Faith and Family / Sean Gallagher

Let Christ transfigure family hardships into a new kind of Christmas joy

Sean GallagherIn 1734, the great classical music composer J.S. Bach penned his Christmas Oratorio. Most of the music is bright and joyful as is fitting for such a happy feast.

But in the middle of it, there is a chorale with the tune of the Holy Week hymn known commonly in English translations today as “O Sacred Head Surrounded.”

A text related to Christmas was sung to the tune. But the message sent by the use of that tune, so well-connected in people’s minds to Christ’s crucifixion, was unmistakable.

While Christians do well to celebrate the birth of the Christ Child with great joy, they must keep in their hearts and minds very consciously that the holy child of Bethlehem was destined to die a gruesome death. But it was a death with jubilant meaning—a death that reconciled all humanity with God. The joy of Christmas is only a small foretaste of the endless bliss of heaven that Christ won for us in his death on the cross.

But Bach didn’t discover the connection between Christmas and Good Friday. It’s been a part of the Church’s tradition since its earliest centuries.

It’s seen in the longstanding tradition of the Church celebrating the feast of

St. Stephen, the first to die as a martyr for Christ, on the day after Christmas. This is not only a clear reminder of the trajectory of Christ’s life. It also suggests that we, his followers, are to place ourselves in his story with the help of his grace.

St. Paul mysteriously wrote about this only a few decades after Christ’s ascension when he said we are to fill up what is “lacking in the afflictions of Christ” (Col 1:24).

The Church’s tradition tells us that while Christ’s sufferings were sufficient for the salvation of all humanity, he nonetheless allows us to join our sufferings to his and have them thus gloriously transfigured by his infinite love.

All of this was made possible by the Son of God—the second person of the Blessed Trinity—taking on human flesh and a human nature in the womb of the Blessed Virgin Mary and revealed to the world in his birth in Bethlehem. In our Catholic tradition, we call this the incarnation.

All of this may seem like lofty beliefs far removed from our daily lives. But nothing could be further from the truth, especially at Christmas. This is an important truth for families to keep in mind at this time of year.

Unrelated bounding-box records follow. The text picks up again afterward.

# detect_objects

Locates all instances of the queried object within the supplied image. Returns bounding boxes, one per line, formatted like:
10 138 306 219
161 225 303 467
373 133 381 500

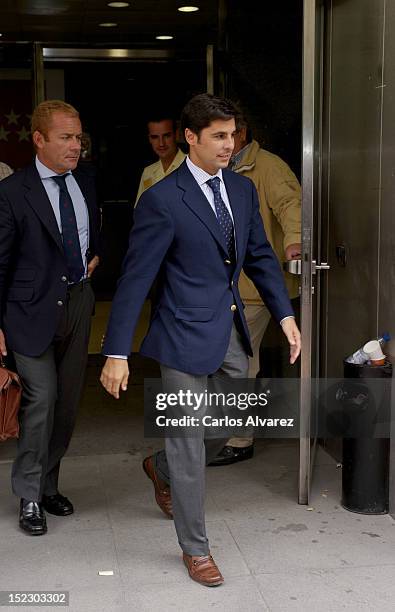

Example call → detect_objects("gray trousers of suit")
154 325 248 555
11 280 95 501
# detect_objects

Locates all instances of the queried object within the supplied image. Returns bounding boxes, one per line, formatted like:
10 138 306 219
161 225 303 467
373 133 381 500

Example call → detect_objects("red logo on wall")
0 80 33 170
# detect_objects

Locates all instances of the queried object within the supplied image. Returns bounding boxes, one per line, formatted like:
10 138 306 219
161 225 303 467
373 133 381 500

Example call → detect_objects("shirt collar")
159 149 185 174
36 155 71 179
186 155 223 187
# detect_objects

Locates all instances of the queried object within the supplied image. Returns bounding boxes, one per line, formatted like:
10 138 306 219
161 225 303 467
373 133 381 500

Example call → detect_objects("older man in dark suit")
101 94 300 586
0 100 99 535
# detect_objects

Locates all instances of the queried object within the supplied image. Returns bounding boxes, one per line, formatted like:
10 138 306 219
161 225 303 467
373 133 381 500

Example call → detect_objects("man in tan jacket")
210 123 301 465
135 113 185 206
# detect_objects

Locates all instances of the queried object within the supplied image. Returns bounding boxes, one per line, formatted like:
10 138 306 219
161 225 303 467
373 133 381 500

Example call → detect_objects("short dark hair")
181 93 240 136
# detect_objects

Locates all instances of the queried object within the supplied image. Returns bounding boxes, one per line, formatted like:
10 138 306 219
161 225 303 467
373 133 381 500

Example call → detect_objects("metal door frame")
298 0 326 504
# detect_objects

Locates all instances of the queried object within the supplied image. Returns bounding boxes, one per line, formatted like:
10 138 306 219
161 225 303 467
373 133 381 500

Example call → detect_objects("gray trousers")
154 325 248 555
12 281 95 501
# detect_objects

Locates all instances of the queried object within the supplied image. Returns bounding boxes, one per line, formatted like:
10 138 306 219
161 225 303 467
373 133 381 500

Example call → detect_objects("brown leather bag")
0 358 22 442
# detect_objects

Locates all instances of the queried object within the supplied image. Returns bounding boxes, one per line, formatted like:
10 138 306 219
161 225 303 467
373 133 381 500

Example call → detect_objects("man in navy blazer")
0 100 99 535
101 94 300 586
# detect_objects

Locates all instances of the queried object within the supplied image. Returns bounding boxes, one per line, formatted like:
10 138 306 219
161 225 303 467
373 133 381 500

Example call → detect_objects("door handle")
311 259 331 274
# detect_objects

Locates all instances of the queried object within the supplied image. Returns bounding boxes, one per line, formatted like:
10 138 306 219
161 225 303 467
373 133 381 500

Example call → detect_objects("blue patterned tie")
207 176 236 263
51 174 85 283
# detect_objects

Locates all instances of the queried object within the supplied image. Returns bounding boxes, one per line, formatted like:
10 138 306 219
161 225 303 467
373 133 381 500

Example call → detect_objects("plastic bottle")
346 332 391 365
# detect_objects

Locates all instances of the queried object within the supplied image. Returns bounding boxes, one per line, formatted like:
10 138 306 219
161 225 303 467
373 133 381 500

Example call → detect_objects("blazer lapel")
177 162 228 254
24 164 63 251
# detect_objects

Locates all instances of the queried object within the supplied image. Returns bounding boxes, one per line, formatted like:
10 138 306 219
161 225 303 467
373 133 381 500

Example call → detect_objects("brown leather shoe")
182 553 224 586
143 455 173 518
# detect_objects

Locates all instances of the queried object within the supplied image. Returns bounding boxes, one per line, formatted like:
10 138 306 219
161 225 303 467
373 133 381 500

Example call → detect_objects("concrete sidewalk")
0 440 395 612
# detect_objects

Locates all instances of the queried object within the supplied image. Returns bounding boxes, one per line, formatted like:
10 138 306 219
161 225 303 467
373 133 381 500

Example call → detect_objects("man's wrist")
280 315 295 327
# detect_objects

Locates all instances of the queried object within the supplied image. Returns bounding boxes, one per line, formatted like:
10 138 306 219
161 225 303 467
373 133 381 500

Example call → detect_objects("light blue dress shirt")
36 157 89 277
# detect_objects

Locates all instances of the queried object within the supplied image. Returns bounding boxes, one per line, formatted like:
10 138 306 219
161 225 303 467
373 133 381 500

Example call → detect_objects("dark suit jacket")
103 162 293 375
0 163 99 356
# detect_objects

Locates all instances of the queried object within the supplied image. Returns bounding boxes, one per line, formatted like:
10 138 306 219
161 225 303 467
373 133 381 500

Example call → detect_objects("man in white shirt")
135 115 185 206
101 94 300 587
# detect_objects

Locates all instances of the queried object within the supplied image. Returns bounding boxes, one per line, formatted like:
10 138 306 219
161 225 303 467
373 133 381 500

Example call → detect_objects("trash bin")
341 361 392 514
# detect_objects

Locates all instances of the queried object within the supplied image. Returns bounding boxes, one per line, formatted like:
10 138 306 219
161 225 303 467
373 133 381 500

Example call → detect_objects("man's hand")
0 329 7 357
100 357 129 399
88 255 99 278
281 317 301 363
285 242 302 261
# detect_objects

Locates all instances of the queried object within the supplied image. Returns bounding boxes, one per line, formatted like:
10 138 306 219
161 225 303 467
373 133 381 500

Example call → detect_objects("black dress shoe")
42 493 74 516
19 499 47 535
208 444 254 466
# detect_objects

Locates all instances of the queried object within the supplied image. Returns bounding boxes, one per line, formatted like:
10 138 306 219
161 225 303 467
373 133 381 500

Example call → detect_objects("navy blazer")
103 162 293 375
0 163 100 356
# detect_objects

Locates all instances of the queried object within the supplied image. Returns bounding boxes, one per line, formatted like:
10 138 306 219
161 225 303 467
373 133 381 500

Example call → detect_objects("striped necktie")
207 176 236 262
51 174 85 283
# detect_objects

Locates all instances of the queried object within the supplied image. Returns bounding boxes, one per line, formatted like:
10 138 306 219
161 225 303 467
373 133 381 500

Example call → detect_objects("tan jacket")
135 149 185 206
234 140 301 304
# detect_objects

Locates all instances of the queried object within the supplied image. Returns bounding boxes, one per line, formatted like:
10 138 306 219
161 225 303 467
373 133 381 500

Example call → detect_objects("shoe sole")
19 525 48 536
143 459 173 520
184 561 225 586
207 455 254 467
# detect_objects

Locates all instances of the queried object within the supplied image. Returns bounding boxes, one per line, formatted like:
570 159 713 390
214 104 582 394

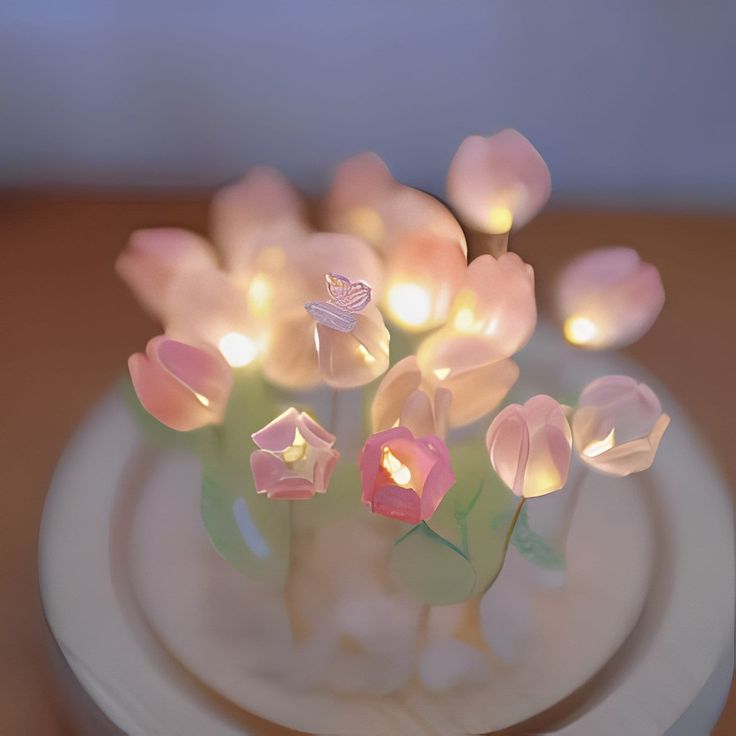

Living in this broken world marked by the sad effects of original sin, so many families approach the holidays with mixed emotions. Below the superficial happiness of the season promoted by our culture which is given depth by our faith, feelings of sadness and anxiety can touch the hearts of many of us.

They may be rooted in missing loved ones who have died or who are separated from us for various reasons. Job loss, health problems, tensions among relatives brought together by the season and so many other trials can also make this time difficult for families.

But when we at Christmas allow Christ to take to himself our hardships, he gives in return a new kind of joy. It may be a very different kind of happiness than what we’ve known in the past and what our culture tells us we should have at Christmas.

Yet this grace-inspired joy experienced in the midst of life’s inevitable hardships is rock solid and can last throughout the year. This gift, offered to us by Christ, is the best that families can receive at Christmas.

(Sean Gallagher is a reporter and columnist for The Criterion.)